Hi all, I was just curious as to if anyone had any information on this new SEALSWCC looking sight coming out for MarSOC. Their Facebook page revealed it last month but I was just wondering if anyone had any idea as to when it may be ready. thanks in advance.


----------



## RackMaster (Jun 26, 2013)

To start with I believe it's MARSOC...  And here's the official page, why don't you just check it out.

http://www.marsoc.marines.mil/


----------



## Pajco (Jun 26, 2013)

OK thanks, sorry about that. Just didn't know if anyone had any info on whatever one their working on.


----------



## RackMaster (Jun 26, 2013)

Even if they did, I doubt they'd say anything.


----------



## Teufel (Jun 26, 2013)

Pajco said:


> Hi all, I was just curious as to if anyone had any information on this new SEALSWCC looking sight coming out for MarSOC. Their Facebook page revealed it last month but I was just wondering if anyone had any idea as to when it may be ready. thanks in advance.

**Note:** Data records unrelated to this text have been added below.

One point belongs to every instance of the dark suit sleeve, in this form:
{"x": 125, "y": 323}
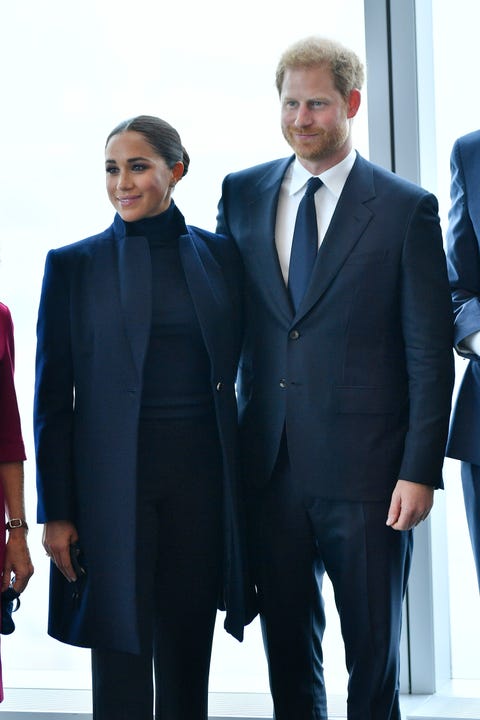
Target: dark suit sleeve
{"x": 53, "y": 403}
{"x": 427, "y": 322}
{"x": 462, "y": 253}
{"x": 222, "y": 226}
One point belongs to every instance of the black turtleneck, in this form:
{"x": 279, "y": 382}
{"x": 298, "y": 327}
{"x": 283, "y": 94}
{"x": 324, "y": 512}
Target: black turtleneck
{"x": 176, "y": 374}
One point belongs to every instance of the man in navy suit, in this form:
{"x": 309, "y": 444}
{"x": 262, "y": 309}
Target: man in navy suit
{"x": 463, "y": 246}
{"x": 344, "y": 394}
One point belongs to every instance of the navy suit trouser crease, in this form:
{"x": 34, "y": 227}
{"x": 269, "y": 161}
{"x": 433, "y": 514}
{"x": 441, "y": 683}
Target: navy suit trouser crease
{"x": 471, "y": 495}
{"x": 295, "y": 540}
{"x": 179, "y": 546}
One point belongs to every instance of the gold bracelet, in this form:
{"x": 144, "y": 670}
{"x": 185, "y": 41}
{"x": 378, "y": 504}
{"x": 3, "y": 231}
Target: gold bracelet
{"x": 14, "y": 523}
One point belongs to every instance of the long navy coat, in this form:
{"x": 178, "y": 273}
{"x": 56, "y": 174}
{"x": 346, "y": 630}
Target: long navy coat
{"x": 463, "y": 253}
{"x": 361, "y": 376}
{"x": 93, "y": 331}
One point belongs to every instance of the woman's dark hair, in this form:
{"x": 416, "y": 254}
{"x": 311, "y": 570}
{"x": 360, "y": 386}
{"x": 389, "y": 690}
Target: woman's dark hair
{"x": 163, "y": 138}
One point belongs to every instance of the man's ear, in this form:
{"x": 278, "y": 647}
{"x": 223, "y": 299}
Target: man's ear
{"x": 353, "y": 102}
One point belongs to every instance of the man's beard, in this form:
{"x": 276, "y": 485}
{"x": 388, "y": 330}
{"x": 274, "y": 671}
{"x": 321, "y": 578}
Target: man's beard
{"x": 325, "y": 144}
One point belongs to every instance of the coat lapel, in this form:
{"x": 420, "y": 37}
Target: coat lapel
{"x": 134, "y": 270}
{"x": 208, "y": 291}
{"x": 349, "y": 220}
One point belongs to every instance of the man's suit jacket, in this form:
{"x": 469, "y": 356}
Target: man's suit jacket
{"x": 361, "y": 377}
{"x": 93, "y": 331}
{"x": 463, "y": 257}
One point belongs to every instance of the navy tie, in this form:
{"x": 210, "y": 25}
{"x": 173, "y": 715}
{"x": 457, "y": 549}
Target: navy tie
{"x": 304, "y": 244}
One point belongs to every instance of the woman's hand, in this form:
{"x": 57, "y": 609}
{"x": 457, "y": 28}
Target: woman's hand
{"x": 58, "y": 536}
{"x": 18, "y": 568}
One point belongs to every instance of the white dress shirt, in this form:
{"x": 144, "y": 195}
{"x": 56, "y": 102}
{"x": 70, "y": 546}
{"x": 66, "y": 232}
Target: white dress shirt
{"x": 326, "y": 198}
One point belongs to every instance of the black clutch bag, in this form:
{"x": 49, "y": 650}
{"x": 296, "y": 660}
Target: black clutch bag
{"x": 10, "y": 602}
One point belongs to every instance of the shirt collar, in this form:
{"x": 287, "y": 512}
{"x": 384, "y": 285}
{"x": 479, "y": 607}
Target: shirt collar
{"x": 334, "y": 178}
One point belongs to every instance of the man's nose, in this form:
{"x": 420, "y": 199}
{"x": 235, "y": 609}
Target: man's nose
{"x": 304, "y": 116}
{"x": 124, "y": 180}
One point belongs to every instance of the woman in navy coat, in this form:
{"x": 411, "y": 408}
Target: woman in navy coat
{"x": 135, "y": 430}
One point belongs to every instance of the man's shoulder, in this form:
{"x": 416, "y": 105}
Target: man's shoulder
{"x": 261, "y": 170}
{"x": 387, "y": 179}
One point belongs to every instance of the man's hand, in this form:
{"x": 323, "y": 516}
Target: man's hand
{"x": 410, "y": 504}
{"x": 57, "y": 538}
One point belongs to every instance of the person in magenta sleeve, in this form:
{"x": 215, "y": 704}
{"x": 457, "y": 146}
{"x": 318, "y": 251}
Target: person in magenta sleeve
{"x": 15, "y": 560}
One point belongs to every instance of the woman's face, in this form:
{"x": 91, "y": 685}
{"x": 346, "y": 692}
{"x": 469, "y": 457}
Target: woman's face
{"x": 139, "y": 183}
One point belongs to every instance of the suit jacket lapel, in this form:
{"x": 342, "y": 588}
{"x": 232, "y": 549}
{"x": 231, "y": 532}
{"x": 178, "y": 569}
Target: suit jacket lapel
{"x": 135, "y": 279}
{"x": 349, "y": 220}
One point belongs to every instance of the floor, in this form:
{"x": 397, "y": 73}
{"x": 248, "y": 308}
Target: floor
{"x": 458, "y": 700}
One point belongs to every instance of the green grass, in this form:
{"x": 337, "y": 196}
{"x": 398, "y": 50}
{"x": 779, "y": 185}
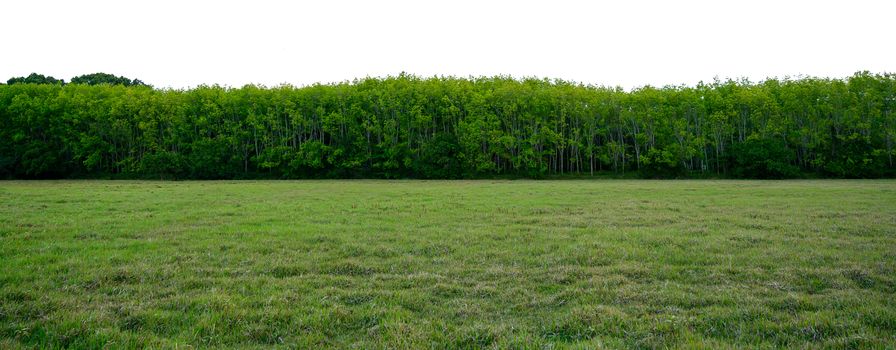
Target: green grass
{"x": 448, "y": 264}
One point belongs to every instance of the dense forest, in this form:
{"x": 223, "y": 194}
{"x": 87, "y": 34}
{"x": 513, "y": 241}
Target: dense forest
{"x": 445, "y": 127}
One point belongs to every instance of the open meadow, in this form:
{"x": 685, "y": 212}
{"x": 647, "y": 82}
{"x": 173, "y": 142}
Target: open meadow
{"x": 448, "y": 264}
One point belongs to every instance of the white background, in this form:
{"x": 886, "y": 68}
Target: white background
{"x": 626, "y": 43}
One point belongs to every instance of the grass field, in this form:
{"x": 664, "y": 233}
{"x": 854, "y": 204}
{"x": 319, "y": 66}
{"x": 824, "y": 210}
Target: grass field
{"x": 448, "y": 264}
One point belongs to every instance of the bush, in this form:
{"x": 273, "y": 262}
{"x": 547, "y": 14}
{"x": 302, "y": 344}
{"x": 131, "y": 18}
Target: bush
{"x": 762, "y": 159}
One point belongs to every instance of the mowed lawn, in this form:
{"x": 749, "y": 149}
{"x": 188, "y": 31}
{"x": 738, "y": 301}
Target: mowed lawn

Don't worry about all the gucci shit on a rifle.  Worry about the older guy with iron sights on his with a look on his face that says, "I've got you covered right here".


----------



## Pajco (Jun 26, 2013)

OK thanks guys.  Once again I appreciate your time.


----------



## Soldado (Jul 16, 2013)

MARSOC's new web page: http://www.marsoc.com/


----------



## Pajco (Jul 16, 2013)

Thanks, I'm just glad I wasn't crazy


----------



## 0699 (Jul 16, 2013)

Teufel said:


> Don't worry about all the gucci shit on a rifle.  Worry about the older *guy with iron sights* on his with a look on his face that says, "I've got you covered right here".


 
My last deployment, the Marines were giggling about me dealing with the PITA fucking stupid ass optics that made it a fucking PITA to get a good stock weld.  They quit laughing when we went to iron sights...


----------